As if that weren’t enough, Haaretz told us that “the
Palestinian health ministry has recorded 18 attacks on Palestinian
ambulances, with injuries sustained by 20 medical personnel and
volunteers en route to treating the injured.”
If Weinreb even noticed this most recent spate of Israeli brutality, I haven’t heard about it.
Summary execution
But I did hear about the reaction of Rabbi Shmuel Eliyahu, a member
of Israel’s Chief Rabbinate Council and the son of Israel’s former chief
Sephardic rabbi. Less than 48 hours after Weinreb’s blame-the-victims
homily, Eliyahu had publicly decreed that any Palestinian who uses force
against an Israeli soldier in occupied territory — a right under international law — must be killed on the spot.
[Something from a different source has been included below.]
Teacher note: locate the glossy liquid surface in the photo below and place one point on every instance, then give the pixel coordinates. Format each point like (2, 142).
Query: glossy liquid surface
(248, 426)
Indeed, according to Eliyahu, Israelis who do not assassinate such
Palestinians “need to be prosecuted.” This member of Israel’s rabbinic
elite thus supports not only an illegal occupation but the premeditated
murder of those who resist it.
In my worst nightmares, I could not have conjured an Orthodox Judaism
that so radically dehumanized Palestinians and so casually embraced
pure terrorism as a religious norm. But that’s precisely what is
happening. Our rabbis — some eagerly, some with silence, others (like
Weinreb) out of muddled, parochial self-righteousness — are contributing
to a national pathology that eerily recreates the madness of pre-war
Nazi Germany.
But this time we are the Germans; the violence has already begun; the rationale for genocide is well under way; and, most tragic of all, the rabbis entrusted with the preservation of Judaism,
one of the oldest traditions to celebrate the sanctity of human life,
are acting as the enablers of terror. If we don’t stop them, we will be
complicit in the destruction of our own religion along with the human
rights of Palestinians.
Michael Lesher, an
author and lawyer, has published numerous articles dealing with child
sexual abuse and other topics. He is the author of the recent book Sexual Abuse, Shonda and Concealment in Orthodox Jewish Communities (McFarland & Co.) and lives in Passaic, New Jersey.